Since FriendFeed was bought by Fackbook, it’s doomed for itself and users. Yes, they still have a team to maintain and fix issues, but it has become a zombie I would say. I stayed until two months ago, I removed all services I had added and removed it from yjl.im. As I see it as a zombie, it continued grabbing my stuff from a few sources for a few weeks. I didn’t report because I didn’t care.
Few days ago, I decided to remove some entries. I have wanted to do that for long time after I saw many links from FriendFeed (to this blog) reported in Webmaster Tools. Surely, I would have those link, I added my blog to FriendFeed. It’s same reason why often don’t link to my blog post in screenshots I upload on Flickr. I feel I was spamming myself. Time to fix it.
I am not trying to remove all entries but only those without being commented on or liked, I also don’t remove the FriendFeed entries. For example, you write an entry or upload files or images directly on FriendFeed. I want to keep everything original intact. Blog entries, YouTube favorites, Last.fm favorites, etc., they will be still intact in source websites as they were after I remove those entries from my FriendFeed account. But likes and comments on FriendFeed are original stuff, so I keep entries which have those.
Unfortunately, there is an API rate limit for deletion (or write permission).
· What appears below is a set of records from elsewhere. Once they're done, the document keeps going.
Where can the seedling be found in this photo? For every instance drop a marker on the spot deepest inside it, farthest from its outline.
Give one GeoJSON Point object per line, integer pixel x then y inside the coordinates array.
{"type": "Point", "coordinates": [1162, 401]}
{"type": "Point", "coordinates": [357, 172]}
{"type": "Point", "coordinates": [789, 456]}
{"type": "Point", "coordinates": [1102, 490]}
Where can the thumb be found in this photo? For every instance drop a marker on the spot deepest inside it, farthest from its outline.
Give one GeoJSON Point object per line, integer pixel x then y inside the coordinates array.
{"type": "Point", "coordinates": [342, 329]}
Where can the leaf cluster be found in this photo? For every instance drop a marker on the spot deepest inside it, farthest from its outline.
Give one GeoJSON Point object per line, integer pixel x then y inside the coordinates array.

Of course I use API, you don’t expect me to delete 9,430 entries (10,091 entries in total in my account) by mouse clicks, do you? I don’t know exact rate, it seems to be 100 requests per a few hours or per a day, I am not sure. Conservatively speaking, it’s a 100-day job. I wrote an email to API team for detail about rate limit but I haven’t got an response.
Since this is a one-time script, I just post the code here.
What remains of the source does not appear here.